The Easiest Way for Two Busy Doctors to Meet

Dr. Jennifer Yan and Dr. Michael Pan are medical residents at Baylor College of Medicine in Houston who have aided others in the battle against Covid-19. But that was not where they met.

Dr. Yan, 32, who specializes in pediatric otolaryngology, and Dr. Pan, 31, whose expertise is in urology, also run in the same social circles as two of their mutual friends. But they did not meet through them, either.

Nor were they set up by a member of either family, both of whom are Chinese immigrants. And although they lived in the same condominium complex in Houston, the doctors didn’t meet in the lobby, elevator or laundry room.

They met through the dating app Coffee Meets Bagel.

“She’s a morning person, I’m more of a night owl,” said Dr.
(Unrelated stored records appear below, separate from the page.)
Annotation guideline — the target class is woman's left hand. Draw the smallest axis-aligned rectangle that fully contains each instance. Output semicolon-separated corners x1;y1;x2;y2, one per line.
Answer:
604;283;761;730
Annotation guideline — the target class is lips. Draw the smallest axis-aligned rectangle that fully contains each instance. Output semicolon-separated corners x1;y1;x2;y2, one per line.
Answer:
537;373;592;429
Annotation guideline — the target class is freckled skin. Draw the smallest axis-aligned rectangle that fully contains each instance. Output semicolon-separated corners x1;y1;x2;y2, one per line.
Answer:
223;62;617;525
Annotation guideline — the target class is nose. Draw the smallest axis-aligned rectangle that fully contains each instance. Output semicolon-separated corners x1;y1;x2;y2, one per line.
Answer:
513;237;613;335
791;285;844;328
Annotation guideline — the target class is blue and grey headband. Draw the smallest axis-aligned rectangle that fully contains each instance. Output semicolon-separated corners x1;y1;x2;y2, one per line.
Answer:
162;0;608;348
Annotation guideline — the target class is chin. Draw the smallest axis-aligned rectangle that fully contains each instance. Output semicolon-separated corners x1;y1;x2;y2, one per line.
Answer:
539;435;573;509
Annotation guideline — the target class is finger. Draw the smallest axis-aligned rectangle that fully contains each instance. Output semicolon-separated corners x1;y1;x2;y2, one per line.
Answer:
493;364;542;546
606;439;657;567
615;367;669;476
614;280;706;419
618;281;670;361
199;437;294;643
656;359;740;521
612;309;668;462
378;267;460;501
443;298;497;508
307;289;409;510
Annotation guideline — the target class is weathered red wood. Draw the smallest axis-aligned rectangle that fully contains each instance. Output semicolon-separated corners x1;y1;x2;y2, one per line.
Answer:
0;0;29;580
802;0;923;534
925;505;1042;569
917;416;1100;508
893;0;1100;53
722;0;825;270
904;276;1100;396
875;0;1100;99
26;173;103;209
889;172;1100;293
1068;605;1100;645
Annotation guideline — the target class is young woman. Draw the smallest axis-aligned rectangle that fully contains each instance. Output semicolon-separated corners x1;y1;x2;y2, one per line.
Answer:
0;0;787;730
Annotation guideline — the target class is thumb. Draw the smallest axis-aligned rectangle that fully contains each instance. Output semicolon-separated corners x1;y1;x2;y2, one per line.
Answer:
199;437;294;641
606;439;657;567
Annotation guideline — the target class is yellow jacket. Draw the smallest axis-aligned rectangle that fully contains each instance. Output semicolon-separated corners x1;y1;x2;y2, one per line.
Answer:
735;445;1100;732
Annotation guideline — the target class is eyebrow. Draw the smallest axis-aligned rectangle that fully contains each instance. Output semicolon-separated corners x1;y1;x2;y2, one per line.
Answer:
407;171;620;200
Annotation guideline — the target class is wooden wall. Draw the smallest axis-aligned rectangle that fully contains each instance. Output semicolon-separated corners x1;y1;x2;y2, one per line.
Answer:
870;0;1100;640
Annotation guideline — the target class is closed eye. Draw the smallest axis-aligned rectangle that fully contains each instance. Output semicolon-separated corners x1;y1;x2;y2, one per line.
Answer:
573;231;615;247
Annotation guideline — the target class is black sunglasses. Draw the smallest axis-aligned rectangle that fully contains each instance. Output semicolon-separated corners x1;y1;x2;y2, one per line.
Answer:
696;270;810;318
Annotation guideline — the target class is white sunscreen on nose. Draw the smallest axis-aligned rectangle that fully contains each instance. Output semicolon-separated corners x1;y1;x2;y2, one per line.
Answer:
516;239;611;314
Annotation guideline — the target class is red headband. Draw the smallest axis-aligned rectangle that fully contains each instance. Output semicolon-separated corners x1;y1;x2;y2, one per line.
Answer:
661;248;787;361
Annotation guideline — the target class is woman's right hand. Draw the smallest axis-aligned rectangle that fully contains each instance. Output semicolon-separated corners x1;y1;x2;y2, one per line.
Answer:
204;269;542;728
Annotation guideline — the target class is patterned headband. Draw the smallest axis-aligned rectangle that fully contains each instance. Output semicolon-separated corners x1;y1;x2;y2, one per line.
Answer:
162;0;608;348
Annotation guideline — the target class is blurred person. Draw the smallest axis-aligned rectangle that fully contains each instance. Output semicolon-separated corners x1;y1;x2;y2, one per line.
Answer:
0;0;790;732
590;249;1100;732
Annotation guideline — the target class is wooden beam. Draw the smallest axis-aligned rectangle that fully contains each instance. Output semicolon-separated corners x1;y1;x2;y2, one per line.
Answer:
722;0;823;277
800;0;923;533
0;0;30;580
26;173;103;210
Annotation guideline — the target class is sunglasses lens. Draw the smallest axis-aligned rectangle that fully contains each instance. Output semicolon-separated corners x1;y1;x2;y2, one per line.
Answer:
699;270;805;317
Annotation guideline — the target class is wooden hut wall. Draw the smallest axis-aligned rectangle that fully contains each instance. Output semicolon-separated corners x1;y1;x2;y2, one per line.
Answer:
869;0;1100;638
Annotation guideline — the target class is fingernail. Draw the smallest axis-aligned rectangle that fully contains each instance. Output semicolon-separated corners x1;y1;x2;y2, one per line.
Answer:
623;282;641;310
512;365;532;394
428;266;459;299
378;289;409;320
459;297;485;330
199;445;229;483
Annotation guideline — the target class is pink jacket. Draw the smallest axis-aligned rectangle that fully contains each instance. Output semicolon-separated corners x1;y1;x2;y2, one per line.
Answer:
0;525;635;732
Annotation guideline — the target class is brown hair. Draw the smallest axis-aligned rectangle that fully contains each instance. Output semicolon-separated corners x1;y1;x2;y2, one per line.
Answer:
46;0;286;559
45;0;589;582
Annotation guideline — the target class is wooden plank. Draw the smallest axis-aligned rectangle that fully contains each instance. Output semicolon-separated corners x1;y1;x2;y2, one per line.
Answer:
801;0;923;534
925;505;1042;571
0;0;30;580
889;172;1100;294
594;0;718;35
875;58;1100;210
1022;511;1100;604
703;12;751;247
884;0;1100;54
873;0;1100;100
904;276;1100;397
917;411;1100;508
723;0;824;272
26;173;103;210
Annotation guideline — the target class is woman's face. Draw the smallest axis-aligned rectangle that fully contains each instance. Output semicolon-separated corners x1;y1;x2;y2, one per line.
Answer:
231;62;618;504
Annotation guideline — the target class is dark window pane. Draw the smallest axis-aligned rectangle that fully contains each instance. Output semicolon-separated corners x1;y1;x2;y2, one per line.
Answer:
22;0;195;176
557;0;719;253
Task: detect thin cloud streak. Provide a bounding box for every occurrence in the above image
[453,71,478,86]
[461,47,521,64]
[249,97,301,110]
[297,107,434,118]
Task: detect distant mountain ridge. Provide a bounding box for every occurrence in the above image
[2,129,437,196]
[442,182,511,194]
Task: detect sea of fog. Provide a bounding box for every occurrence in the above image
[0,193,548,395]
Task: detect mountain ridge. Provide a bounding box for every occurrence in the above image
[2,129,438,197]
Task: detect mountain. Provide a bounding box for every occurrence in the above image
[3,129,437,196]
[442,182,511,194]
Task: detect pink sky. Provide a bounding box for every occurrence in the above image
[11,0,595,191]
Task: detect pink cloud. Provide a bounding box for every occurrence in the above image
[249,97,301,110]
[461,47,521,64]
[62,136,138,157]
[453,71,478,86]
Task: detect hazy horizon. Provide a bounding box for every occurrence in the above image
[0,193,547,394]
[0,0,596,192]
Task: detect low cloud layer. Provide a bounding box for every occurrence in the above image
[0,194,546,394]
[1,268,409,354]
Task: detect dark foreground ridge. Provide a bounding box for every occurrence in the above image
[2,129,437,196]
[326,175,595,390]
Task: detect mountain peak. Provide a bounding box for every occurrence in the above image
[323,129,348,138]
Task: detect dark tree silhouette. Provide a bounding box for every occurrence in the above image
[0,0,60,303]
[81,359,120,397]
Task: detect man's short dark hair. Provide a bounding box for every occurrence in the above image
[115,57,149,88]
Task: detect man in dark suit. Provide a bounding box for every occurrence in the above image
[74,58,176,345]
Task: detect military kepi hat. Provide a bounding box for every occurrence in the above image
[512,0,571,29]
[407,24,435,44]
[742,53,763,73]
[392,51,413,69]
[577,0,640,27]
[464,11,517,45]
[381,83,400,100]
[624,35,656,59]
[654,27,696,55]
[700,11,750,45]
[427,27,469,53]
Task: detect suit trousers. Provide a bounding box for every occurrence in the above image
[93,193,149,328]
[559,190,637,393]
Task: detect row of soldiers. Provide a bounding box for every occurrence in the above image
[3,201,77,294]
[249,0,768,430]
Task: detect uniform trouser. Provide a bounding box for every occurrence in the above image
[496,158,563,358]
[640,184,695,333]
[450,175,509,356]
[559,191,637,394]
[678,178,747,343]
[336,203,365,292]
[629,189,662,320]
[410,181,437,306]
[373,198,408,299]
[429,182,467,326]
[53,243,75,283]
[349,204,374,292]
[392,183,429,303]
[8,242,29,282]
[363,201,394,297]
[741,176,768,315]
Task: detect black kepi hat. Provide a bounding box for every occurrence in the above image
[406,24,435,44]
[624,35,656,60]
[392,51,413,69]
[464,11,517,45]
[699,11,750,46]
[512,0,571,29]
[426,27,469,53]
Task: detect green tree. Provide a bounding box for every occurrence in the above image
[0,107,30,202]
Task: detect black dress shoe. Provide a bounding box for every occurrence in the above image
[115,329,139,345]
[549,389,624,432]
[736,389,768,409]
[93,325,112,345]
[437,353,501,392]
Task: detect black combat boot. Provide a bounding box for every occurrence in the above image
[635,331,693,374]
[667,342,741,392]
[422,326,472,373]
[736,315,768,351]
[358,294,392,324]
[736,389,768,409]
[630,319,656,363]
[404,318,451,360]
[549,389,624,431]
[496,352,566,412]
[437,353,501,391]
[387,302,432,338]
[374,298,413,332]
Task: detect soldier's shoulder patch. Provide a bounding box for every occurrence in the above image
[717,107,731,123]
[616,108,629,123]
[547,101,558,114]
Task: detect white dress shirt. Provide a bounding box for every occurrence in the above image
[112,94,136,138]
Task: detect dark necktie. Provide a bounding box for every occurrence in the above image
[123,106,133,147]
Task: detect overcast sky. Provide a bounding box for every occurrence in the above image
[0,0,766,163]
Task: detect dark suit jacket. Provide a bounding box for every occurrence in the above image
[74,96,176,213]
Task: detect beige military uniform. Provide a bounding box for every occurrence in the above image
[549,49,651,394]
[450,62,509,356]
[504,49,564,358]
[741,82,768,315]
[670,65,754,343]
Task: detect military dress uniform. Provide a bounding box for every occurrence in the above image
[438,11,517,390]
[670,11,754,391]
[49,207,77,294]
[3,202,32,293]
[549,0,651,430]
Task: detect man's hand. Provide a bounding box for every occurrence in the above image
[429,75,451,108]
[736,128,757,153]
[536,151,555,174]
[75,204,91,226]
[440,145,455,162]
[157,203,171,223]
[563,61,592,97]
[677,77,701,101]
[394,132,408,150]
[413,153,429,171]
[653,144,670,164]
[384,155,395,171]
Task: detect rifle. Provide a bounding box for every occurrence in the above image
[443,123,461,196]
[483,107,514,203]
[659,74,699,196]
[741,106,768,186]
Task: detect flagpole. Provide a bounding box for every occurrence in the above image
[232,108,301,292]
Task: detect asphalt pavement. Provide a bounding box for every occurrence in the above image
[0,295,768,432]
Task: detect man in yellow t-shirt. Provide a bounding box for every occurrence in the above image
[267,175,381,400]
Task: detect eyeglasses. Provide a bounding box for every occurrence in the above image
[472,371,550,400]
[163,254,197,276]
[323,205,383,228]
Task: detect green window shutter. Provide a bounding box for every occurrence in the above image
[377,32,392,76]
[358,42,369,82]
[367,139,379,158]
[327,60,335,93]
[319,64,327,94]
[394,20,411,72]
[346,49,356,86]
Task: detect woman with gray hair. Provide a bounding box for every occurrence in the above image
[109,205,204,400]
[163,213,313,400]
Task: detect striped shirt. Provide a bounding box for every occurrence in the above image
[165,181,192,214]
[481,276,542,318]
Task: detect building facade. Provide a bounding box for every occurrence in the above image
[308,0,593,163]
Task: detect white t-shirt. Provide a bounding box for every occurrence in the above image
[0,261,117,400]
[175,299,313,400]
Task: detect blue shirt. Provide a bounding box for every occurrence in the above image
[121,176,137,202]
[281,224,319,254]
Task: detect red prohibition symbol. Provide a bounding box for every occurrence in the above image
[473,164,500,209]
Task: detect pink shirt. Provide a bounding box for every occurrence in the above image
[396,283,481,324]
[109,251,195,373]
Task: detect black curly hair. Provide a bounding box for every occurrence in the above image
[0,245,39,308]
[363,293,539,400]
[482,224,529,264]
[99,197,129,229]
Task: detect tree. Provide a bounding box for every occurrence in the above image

Pan, who graduated from Rice University and received a medical degree from Baylor. “With such opposite schedules,” he said with the slightest of sighs, “I don’t think there’s any other way we could have met.”

Dr. Yan, the daughter of Sherry Yan and Shosiang Yan of Mesa, Ariz., made the first click after analyzing Dr. Pan’s profile in June 2015.

“From the photos he posted, he seemed like a very sweet guy,” said Dr. Yan, who graduated from Harvard and received a medical degree from the University of Arizona College of Medicine.

Dr. Pan, the son of Ming-Ming Jiang Pan and Zhizhong Pan of Bellaire, Texas, did his fair share of research as well after discovering what he called “a rare, once-in-a-lifetime find.”

“She was a bit goofy,” he said, laughing. “But she was also brilliant and caring and warmhearted, and had the ability to calm me down whenever I began to spin out of control.”

Dr. Yan returned an equally pleasing evaluation. “Although he was very handsome and extremely intelligent, he was not one of the those guys who acted like he was all that,” Dr. Yan said. “Instead, he was always modest and introspective, and I loved that about him.”

They began dating steadily, and became engaged July 31 2019 in Houston, before setting their wedding date for Oct. 17, 2020 and agreeing on 100 guests at Ma Maison, an events space in Dripping Springs, Texas, a town with a population under 5,000 (as of 2018) that bills itself as “the wedding capital Texas.”

But the coronavirus changed most of that.

While the couple is still planning on marrying at Ma Maison, their date was moved up to June 20, and they will now be married by a judge of Harris County at the Herbert W. Gee Municipal Courthouse in Houston.

“As long as the man I’m marrying didn’t change,” Dr. Yan said, “then everything is fine.”